In [1]:
# imports

import gym
import random as rd
from collections import deque
import numpy as np
import tensorflow as tf
from tensorflow import keras
from tensorflow.keras import layers

In [2]:
# implementing DQN class

class DQN:

    REPLAY_MEMORY_SIZE = 5000 			# number of tuples in experience replay  
    EPSILON = 1 						# epsilon of epsilon-greedy exploation
    EPSILON_DECAY = 0.999 				# exponential decay multiplier for epsilon
    HIDDEN1_SIZE = 16 					# size of hidden layer 1
    HIDDEN2_SIZE = 16 					# size of hidden layer 2
    EPISODES_NUM = 2000 				# number of episodes to train on. Ideally shouldn't take longer than 2000
    MAX_STEPS = 200 					# maximum number of steps in an episode 
    LEARNING_RATE = 0.001 				# learning rate and other parameters for SGD/RMSProp/Adam
    MINIBATCH_SIZE = 10 				# size of minibatch sampled from the experience replay
    DISCOUNT_FACTOR = 0.9 				# MDP's gamma
    TARGET_UPDATE_FREQ = 50 			# number of steps (not episodes) after which to update the target networks 
    LOG_DIR = './logs' 					# directory wherein logging takes place
    EPSILON_MIN = 0.05


    # Create and initialize the environment
    def __init__(self, env):
        self.env = gym.make(env)
        assert len(self.env.observation_space.shape) == 1
        self.input_size = self.env.observation_space.shape[0]		# In case of cartpole, 4 state features
        self.output_size = self.env.action_space.n					# In case of cartpole, 2 actions (right/left)
        self.model = None
        self.target_model = None
        self.replay_buffer = None
        self.epsilon = self.EPSILON

    # Create the Q-network
    def initialize_network(self):

        ############################################################
        # Design your q-network here.
        # 
        # Add hidden layers and the output layer. For instance:
        # 
        # with tf.name_scope('output'):
        #	W_n = tf.Variable(
        # 			 tf.truncated_normal([self.HIDDEN_n-1_SIZE, self.output_size], 
        # 			 stddev=0.01), name='W_n')
        # 	b_n = tf.Variable(tf.zeros(self.output_size), name='b_n')
        # 	self.Q = tf.matmul(h_n-1, W_n) + b_n
        #
        #############################################################
        
        # Model designed using keras layers
        self.model = keras.Sequential([
                layers.InputLayer(input_shape=(self.input_size,)),
                layers.Dense(self.HIDDEN1_SIZE, activation='relu', name='hidden1', kernel_initializer='RandomNormal'),
                layers.Dense(self.HIDDEN2_SIZE, activation='relu', name='hidden2', kernel_initializer='RandomNormal'),
                layers.Dense(self.output_size, activation='linear', name='output', kernel_initializer='RandomNormal')
        ])

        ############################################################
        # Next, compute the loss.
        #
        # First, compute the q-values. Note that you need to calculate these
        # for the actions in the (s,a,s',r) tuples from the experience replay's minibatch
        #
        # Next, compute the l2 loss between these estimated q-values and 
        # the target (which is computed using the frozen target network)
        #
        ############################################################
        
        ############################################################
        # Finally, choose a gradient descent algorithm : SGD/RMSProp/Adam. 
        #
        # For instance:
        # optimizer = tf.train.GradientDescentOptimizer(self.LEARNING_RATE)
        # global_step = tf.Variable(0, name='global_step', trainable=False)
        # self.train_op = optimizer.minimize(self.loss, global_step=global_step)
        #
        ############################################################

        # Assigned descent algo. and loss function in one line
        self.model.compile(loss=keras.losses.MeanSquaredError(),optimizer=keras.optimizers.Adam(lr=self.LEARNING_RATE))
        self.model.summary()
        
        # create a target model a clone to our model i.e. target network
        self.target_model = keras.models.clone_model(self.model)
        self.target_model.build((None, self.input_size))
        self.target_model.compile(loss=keras.losses.MeanSquaredError(),optimizer=keras.optimizers.Adam(lr=self.LEARNING_RATE))
        self.target_model.set_weights(self.model.get_weights())

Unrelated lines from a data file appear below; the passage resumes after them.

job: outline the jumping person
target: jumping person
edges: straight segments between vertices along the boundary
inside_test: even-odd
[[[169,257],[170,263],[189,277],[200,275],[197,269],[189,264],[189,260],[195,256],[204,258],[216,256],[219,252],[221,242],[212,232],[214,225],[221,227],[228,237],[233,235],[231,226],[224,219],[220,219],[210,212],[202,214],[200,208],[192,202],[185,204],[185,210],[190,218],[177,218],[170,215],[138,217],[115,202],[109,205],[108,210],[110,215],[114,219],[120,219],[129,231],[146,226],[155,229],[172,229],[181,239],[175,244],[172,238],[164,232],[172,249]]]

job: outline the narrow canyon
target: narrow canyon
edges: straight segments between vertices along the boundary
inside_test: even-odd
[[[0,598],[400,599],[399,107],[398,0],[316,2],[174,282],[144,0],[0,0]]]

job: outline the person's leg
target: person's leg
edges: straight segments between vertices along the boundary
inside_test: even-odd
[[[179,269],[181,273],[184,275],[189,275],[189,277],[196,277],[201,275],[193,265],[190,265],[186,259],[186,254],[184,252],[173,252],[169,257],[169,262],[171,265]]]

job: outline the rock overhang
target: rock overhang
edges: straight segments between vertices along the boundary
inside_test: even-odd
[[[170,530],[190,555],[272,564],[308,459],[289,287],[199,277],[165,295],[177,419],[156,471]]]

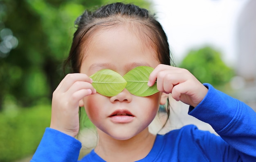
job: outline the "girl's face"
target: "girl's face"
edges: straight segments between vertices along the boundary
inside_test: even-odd
[[[90,76],[108,69],[123,76],[138,66],[155,68],[159,64],[156,50],[146,43],[125,25],[101,29],[91,37],[83,53],[85,57],[80,72]],[[144,130],[148,131],[145,129],[155,116],[159,104],[166,101],[166,97],[162,95],[158,92],[148,97],[138,97],[125,89],[111,97],[98,93],[90,95],[80,105],[84,106],[90,119],[100,131],[116,139],[127,140]]]

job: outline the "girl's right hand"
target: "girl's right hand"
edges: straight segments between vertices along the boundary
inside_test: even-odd
[[[79,131],[79,101],[94,94],[92,80],[86,74],[67,74],[61,81],[52,96],[50,128],[72,137]]]

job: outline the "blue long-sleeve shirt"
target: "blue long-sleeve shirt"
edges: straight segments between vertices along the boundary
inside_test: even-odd
[[[189,114],[209,124],[220,135],[186,126],[157,135],[139,162],[256,162],[256,113],[239,100],[204,84],[208,92]],[[81,143],[47,128],[31,162],[77,162]],[[105,162],[94,150],[80,162]]]

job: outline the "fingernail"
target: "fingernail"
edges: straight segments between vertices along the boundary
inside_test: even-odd
[[[151,82],[150,82],[150,81],[148,81],[148,85],[149,87],[150,87],[151,86]]]

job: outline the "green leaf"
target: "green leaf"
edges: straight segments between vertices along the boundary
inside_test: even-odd
[[[123,78],[127,82],[126,88],[132,94],[140,97],[152,95],[159,91],[157,84],[148,86],[148,77],[154,69],[151,67],[137,67],[126,73]]]
[[[106,96],[117,95],[125,88],[126,81],[118,73],[110,69],[101,70],[90,76],[98,93]]]

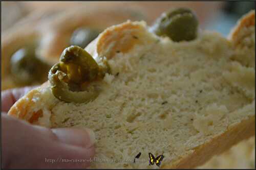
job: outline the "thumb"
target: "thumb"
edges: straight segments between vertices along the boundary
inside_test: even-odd
[[[88,129],[48,129],[2,115],[4,168],[81,168],[95,154]],[[15,125],[15,126],[13,126]]]

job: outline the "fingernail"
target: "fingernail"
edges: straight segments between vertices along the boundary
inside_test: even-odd
[[[90,136],[90,140],[91,141],[91,143],[92,144],[92,145],[94,144],[94,143],[95,143],[96,142],[95,134],[94,133],[93,131],[90,129],[87,128],[86,130]]]
[[[91,129],[83,129],[57,128],[52,131],[61,142],[88,148],[95,142],[94,133]]]

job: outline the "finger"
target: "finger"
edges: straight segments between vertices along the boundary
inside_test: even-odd
[[[36,86],[28,86],[5,90],[1,92],[1,112],[8,112],[19,98]]]

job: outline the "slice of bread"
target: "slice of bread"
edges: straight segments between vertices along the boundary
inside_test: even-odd
[[[255,68],[237,60],[236,42],[204,31],[175,42],[149,32],[143,21],[128,21],[86,48],[105,57],[111,69],[95,100],[60,101],[46,82],[8,114],[50,128],[92,129],[95,158],[123,159],[93,168],[156,168],[148,165],[150,152],[164,155],[161,168],[195,167],[255,134]],[[253,53],[241,57],[254,60]],[[123,162],[139,152],[145,162]]]
[[[120,10],[109,7],[99,10],[96,7],[90,9],[87,6],[62,11],[40,10],[32,12],[2,35],[1,89],[24,86],[17,83],[11,74],[11,57],[18,50],[35,45],[38,57],[53,65],[62,51],[70,45],[72,34],[76,29],[103,30],[127,19],[147,19],[143,13],[140,8]],[[32,84],[40,84],[36,82]]]
[[[214,156],[198,168],[255,168],[255,136],[243,140],[220,155]]]

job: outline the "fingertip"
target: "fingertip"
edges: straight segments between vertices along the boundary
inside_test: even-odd
[[[68,144],[90,148],[95,141],[94,133],[89,129],[56,128],[52,131],[58,140]]]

        ############################################################

    def train(self, episodes_num=EPISODES_NUM):

        # Initialize summary for TensorBoard 
        summary_writer = tf.summary.create_file_writer(self.LOG_DIR)
        summary = tf.summary
        # Alternatively, you could use animated real-time plots from matplotlib 
        # (https://stackoverflow.com/a/24228275/3284912)

#         # Initialize the TF session
#         self.session = tf.Session()
#         self.session.run(tf.global_variables_initializer())

        ############################################################
        # Initialize other variables (like the replay memory)
        ############################################################
        
        # Using deque
        self.replay_buffer = deque(maxlen=self.REPLAY_MEMORY_SIZE)
        total_steps = 0

        ############################################################
        # Main training loop
        # 
        # In each episode, 
        #	pick the action for the given state, 
        #	perform a 'step' in the environment to get the reward and next state,
        #	update the replay buffer,
        #	sample a random minibatch from the replay buffer,
        # 	perform Q-learning,
        #	update the target network, if required.
        #
        #
        #
        # You'll need to write code in various places in the following skeleton
        #
        ############################################################

        for episode in range(episodes_num):

            state = np.array([self.env.reset()])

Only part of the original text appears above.